『オズの魔法使い』の中でも、かかし、木こり、ライオンはそれぞれ脳、心、勇気がないことを悩み、エメラルドシティに旅をしますが、オズの魔法使いに教えられたことは、それを既に持っているということでした。それは、身近なだれかに相談していれば、ひょっとすると解決できたことかもしれません。例えば、ライオンは、勇気がないことを一人で悩むのではなく、周囲の動物たちとコミュニケーションをとれば、知ることができたのではないでしょうか。

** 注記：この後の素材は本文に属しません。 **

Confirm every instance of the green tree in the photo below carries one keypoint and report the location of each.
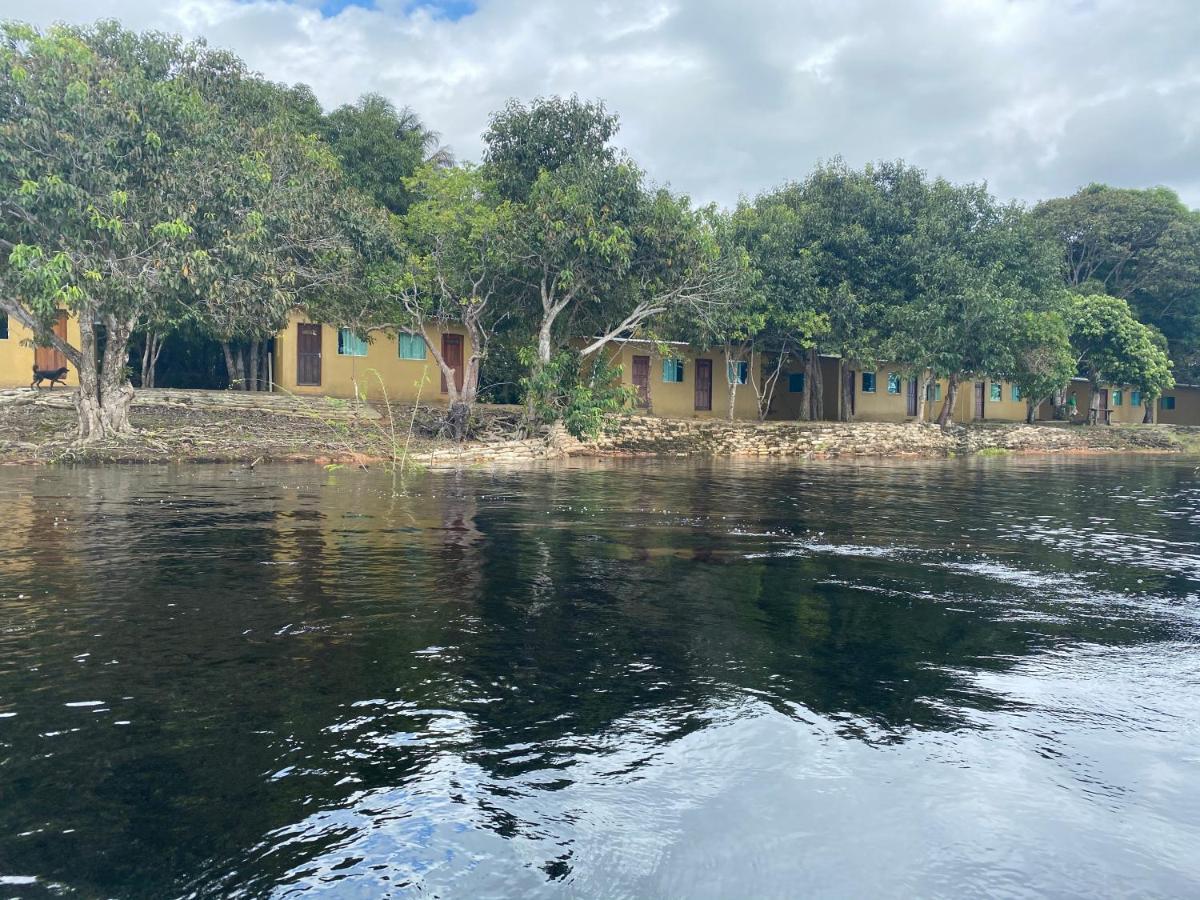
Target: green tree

「怖いライオン、強いライオン」というイメージを守るために、それができなかったのです。

 ミス・ガルチも一方的にトトを悪い犬と決めつけずに、ドロシーに犬をきちんとしつけるように教えたり、自分の農場に連れて来ないように言ったりすれば、問題は生じなかったかもしれません。孵化器が壊れて忙しかったエム叔母さんと叔父さんも、ドロシーにもっと適切な助言をしていれば、家出しないはずです。叔母さんは、「心配しないですむ場所を探せ」と言ったらドロシーが家出したので、寝込んでしまいました。つまり、いずれもコミュニケーション不足だったと考えることもできます。

物語に学ぶ

 この物語は、ちょっとわがままな女の子が、そのために夢の中で冒険をして、大切なことは何かを知り、大人になるという教訓を含んだものであり、子どものために書かれています。しかしそこには、子どもだけでなく大人にとっても、さまざまな教えを見いだすことができます。

 このように、『オズの魔法使い』からは、さまざまなことを知り、学ぶことができました。ぜひともこのことを、みなさんが生かしてください。作家が意図するしないに関わらず、私たちは作品からさまざまなものを読みとっています。この連載がその一助に、みなさんにとってプラスになれば幸いです。ぜひ、時には『オーバー・ザ・レインボー』のメロディとともに、このドロシーの物語を思い出してみてください。

 長期にわたる連載をお読みいただき、ありがとうございました。